Finke est au Portugal
S'il fait énormément de déclarations dans son entretien avec Bouba Ngomena de Canal2 International, Volker Finke confie également qu'il a été surpris d'apprendre qu'il avait entrepris d'écrire un livre pour fustiger le Cameroun et ses dirigeants. « Je n'ai jamais écrit, ni jamais eu l'intention d'écrire un quelconque livre », a-t-il tenu à dire.
L'Allemand a une grosse boule dans la gorge au moment d'évoquer son adjoint ghanéen Ibrahim Tanko. « J'ai décidé de l'emmener car au cours de mes recherches sur le Cameroun, j'ai découvert que le Cameroun avait une ethnie Haoussa, qui est l'ethnie d'Ibrahim Tanko.

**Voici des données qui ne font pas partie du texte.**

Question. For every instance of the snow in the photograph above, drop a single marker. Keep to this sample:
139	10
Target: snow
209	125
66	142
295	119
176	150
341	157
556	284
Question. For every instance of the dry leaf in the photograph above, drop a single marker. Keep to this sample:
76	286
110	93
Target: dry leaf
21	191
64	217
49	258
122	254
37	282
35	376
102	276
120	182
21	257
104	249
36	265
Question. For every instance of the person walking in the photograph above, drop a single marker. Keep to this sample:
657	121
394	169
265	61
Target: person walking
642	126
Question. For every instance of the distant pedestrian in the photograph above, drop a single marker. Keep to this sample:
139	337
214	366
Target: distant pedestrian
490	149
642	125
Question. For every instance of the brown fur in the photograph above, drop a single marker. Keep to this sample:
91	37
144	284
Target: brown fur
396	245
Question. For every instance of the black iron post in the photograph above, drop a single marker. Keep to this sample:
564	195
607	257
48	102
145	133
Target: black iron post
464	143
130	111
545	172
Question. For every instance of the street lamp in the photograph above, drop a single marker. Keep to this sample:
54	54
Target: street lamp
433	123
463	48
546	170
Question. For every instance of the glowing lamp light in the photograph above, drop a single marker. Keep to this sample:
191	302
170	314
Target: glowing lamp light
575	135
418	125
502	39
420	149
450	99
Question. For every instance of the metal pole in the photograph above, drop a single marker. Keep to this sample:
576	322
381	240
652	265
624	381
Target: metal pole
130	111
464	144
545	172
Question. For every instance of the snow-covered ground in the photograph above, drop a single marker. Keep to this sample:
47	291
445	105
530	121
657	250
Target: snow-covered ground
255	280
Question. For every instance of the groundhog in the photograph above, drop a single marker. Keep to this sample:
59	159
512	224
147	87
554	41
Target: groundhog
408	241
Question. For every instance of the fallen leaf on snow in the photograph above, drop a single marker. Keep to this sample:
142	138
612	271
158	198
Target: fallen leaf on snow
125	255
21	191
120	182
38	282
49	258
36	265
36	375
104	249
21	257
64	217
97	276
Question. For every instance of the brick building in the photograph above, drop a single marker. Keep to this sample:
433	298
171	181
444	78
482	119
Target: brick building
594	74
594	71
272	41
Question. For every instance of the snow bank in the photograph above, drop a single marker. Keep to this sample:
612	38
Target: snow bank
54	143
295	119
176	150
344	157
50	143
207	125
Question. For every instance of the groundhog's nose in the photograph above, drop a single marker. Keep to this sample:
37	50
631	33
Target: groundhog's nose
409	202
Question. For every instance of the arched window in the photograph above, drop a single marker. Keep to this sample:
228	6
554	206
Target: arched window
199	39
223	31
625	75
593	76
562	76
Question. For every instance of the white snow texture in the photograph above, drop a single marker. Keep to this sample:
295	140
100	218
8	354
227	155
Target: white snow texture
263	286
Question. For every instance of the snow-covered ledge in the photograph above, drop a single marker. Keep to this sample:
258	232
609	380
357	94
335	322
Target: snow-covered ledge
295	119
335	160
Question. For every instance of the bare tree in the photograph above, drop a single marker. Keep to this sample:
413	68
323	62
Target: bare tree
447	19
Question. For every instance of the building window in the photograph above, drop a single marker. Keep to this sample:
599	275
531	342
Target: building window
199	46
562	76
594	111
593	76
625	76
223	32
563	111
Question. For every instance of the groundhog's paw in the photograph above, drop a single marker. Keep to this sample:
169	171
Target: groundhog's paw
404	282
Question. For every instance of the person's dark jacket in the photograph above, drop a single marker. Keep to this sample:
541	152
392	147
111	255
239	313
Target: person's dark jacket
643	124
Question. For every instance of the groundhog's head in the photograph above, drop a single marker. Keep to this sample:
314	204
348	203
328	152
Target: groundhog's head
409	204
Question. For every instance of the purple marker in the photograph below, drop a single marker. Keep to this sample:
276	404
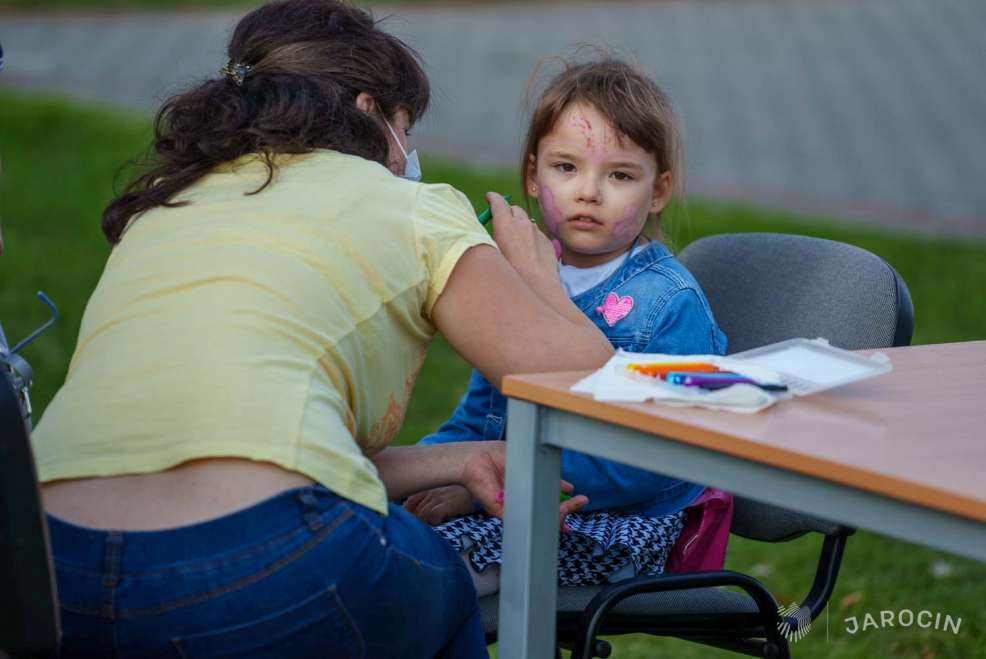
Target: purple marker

Je me suis dit qu'il serait plus facilement accepté ici grâce à cela, mais surtout à ses compétences. Mais au final, il aura été un véritable problème tellement les gens l'ont détesté dans ce pays », a déploré le technicien allemand.

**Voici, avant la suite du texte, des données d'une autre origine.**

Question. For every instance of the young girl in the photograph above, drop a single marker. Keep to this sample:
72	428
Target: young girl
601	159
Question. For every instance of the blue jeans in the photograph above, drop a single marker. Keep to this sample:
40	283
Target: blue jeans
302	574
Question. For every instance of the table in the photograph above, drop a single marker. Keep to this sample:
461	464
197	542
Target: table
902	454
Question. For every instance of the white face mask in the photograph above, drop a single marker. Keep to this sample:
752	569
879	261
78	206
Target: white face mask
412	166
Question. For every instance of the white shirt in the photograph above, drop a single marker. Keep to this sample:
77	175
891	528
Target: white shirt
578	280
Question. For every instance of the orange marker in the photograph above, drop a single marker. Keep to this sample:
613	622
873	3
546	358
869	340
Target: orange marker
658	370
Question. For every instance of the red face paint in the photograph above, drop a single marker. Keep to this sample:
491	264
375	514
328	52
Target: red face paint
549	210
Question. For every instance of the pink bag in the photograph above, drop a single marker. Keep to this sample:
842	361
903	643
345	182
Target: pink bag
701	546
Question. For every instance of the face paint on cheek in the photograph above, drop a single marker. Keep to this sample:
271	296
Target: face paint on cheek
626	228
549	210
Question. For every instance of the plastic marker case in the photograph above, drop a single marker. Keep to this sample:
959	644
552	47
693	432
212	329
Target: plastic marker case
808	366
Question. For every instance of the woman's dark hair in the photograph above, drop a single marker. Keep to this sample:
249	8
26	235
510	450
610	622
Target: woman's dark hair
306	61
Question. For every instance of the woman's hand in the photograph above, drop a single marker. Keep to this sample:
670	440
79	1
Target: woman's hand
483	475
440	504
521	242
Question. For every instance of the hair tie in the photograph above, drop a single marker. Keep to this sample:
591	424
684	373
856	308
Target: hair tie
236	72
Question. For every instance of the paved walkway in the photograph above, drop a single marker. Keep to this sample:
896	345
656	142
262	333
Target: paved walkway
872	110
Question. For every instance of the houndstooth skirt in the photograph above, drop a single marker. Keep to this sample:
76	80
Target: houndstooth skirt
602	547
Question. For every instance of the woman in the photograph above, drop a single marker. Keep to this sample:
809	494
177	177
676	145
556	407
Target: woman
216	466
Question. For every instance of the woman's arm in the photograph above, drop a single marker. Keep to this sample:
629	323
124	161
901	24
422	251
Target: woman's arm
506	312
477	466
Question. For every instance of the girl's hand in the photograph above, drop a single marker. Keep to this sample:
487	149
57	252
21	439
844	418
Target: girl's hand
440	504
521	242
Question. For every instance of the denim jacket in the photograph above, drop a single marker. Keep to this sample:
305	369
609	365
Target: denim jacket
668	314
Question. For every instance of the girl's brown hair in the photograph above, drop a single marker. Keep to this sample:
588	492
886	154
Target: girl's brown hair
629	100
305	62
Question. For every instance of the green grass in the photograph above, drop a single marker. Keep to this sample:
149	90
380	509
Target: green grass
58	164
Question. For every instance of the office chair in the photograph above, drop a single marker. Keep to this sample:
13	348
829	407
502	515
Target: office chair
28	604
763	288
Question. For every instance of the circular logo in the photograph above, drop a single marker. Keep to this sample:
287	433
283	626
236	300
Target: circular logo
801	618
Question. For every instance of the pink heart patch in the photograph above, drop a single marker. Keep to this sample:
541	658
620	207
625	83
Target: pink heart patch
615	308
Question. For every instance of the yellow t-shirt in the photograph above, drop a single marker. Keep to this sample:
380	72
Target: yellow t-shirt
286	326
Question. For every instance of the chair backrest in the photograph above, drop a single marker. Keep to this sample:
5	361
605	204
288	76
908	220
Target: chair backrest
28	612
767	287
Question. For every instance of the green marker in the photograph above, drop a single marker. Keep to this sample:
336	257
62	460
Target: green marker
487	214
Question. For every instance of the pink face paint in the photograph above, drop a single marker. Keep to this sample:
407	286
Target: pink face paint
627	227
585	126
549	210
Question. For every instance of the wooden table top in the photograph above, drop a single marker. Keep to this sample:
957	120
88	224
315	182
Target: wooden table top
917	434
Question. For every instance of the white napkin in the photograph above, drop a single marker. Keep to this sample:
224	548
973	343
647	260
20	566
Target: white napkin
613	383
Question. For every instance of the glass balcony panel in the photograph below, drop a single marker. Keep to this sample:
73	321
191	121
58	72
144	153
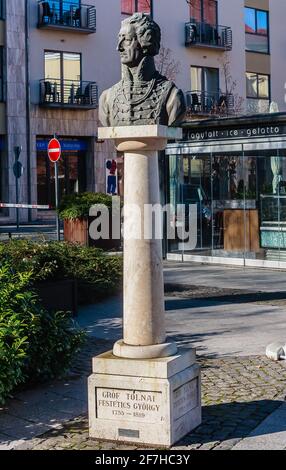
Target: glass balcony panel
59	93
256	43
208	35
67	14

Au final, Volker Finke qui était au Cameroun accompagné de trois avocats internationaux a bien l'intention de poursuivre le Cameroun et la Fécafoot pour « rupture abusive de contrat ». Et le technicien allemand s'explique. « Quand je suis arrivé au Cameroun mardi, j'ai trouvé qu'on m'avait viré cinq mois de salaire dans mon compte, représentant la période Mai-octobre. Pourtant, tous disent que mon contrat a expiré en mai dernier. Pourquoi me paye-t-on dans ce cas. Mon contrat a été tacitement reconduit de deux années et si la Cameroun ou la Fécafoot veulent un arrangement à l'amiable, j'attends qu'on me verse donc les 19 mois restants sur les 24 moins de contrat, en guise de prime de bonne séparation », a clamé Volker Finke.

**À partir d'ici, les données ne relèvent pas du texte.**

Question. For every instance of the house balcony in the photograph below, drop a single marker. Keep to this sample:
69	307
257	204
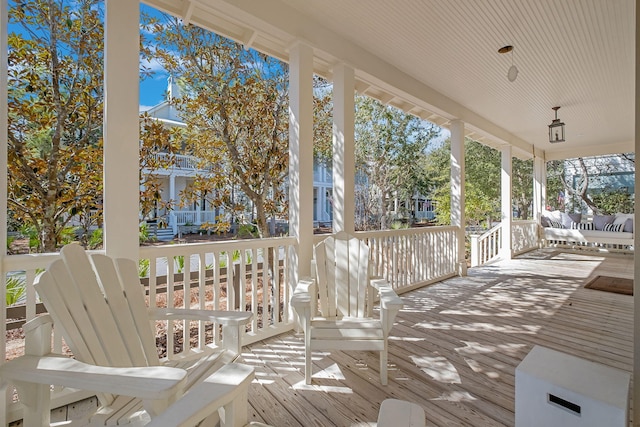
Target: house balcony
454	347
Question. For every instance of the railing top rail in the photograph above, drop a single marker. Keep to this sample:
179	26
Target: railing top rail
405	231
490	231
221	246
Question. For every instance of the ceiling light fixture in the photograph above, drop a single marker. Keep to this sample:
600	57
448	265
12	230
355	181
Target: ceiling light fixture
512	74
556	129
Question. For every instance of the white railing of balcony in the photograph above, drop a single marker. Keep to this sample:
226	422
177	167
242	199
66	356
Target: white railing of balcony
412	257
487	246
194	217
180	160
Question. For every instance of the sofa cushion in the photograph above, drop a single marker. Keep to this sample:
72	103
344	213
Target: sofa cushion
568	218
601	220
583	226
614	227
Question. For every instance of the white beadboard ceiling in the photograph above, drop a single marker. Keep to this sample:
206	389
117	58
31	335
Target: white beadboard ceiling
439	60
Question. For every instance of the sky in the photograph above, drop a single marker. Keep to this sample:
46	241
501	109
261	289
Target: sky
152	89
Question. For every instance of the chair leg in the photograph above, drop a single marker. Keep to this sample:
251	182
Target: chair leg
383	367
307	365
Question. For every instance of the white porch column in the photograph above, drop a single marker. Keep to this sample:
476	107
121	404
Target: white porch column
301	159
3	182
539	185
636	244
344	85
121	128
507	206
457	190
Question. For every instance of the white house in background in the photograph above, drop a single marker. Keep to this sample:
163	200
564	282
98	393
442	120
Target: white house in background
609	172
182	175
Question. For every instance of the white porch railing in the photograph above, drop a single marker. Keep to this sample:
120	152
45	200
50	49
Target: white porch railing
524	236
408	258
487	246
412	257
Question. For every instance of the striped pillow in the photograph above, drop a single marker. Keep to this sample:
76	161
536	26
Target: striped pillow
614	227
583	226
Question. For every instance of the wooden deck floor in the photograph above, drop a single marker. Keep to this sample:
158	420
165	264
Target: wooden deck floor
455	346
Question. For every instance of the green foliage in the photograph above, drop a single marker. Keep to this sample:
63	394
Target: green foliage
247	231
234	103
31	232
179	263
10	240
390	150
482	182
16	289
399	225
614	201
95	239
143	268
55	107
67	235
143	234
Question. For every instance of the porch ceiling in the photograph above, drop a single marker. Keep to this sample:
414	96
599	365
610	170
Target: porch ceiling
439	59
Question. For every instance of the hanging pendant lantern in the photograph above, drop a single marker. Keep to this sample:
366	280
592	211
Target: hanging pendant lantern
556	129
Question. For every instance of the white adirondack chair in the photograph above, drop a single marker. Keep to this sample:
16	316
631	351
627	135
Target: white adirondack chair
336	307
98	304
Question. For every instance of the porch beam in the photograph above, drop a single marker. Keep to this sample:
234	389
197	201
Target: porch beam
301	159
4	121
636	244
506	201
343	149
121	128
539	186
457	190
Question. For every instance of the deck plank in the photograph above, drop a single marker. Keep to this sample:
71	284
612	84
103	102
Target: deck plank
455	346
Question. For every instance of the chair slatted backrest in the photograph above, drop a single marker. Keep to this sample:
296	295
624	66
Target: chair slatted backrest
342	275
101	320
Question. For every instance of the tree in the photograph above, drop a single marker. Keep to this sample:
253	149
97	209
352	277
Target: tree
55	104
390	146
522	186
594	183
234	104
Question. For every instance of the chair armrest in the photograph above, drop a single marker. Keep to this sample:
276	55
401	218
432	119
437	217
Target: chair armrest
153	382
226	318
389	300
229	383
388	297
301	297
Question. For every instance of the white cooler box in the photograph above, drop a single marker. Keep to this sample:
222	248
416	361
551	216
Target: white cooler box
557	389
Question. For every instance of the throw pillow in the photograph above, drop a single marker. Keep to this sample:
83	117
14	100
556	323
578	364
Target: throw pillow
544	221
614	227
584	226
601	220
626	219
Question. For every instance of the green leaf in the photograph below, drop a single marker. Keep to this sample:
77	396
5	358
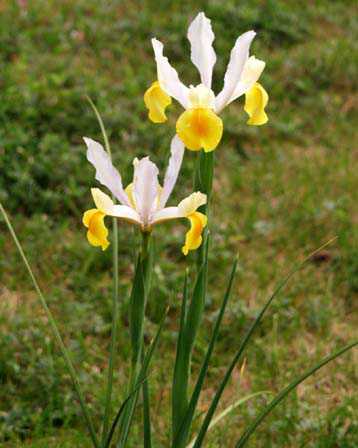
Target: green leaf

Bouba Ngomena et Volker Finke au moment de l'enregistrement de l'Interview, le vendredi 6 novembre 2015

Bouba Ngomena et Volker Finke au moment de l'enregistrement de l'Interview, le vendredi 6 novembre 2015

L'interview qui dure 52 minutes sera diffusée demain dimanche à 19h sur les ondes de Canal2 International, malgré les tentatives des dirigeants de la Fécafoot qui veulent empêcher que les vérités de Volker Finke soient montrées aux Camerounais. Bouba Ngomena qui a réalisé l'interview au bord de la piscine de l'hôtel Mont Fébé à Yaoundé rassure quant à la courtoisie et le calme apparent du technicien allemand. Demain donc, en 52 minutes, Volker Finke dira sa part de vérité sur ses 29 mois à la tête des Lions indomptables. Chaud devant !!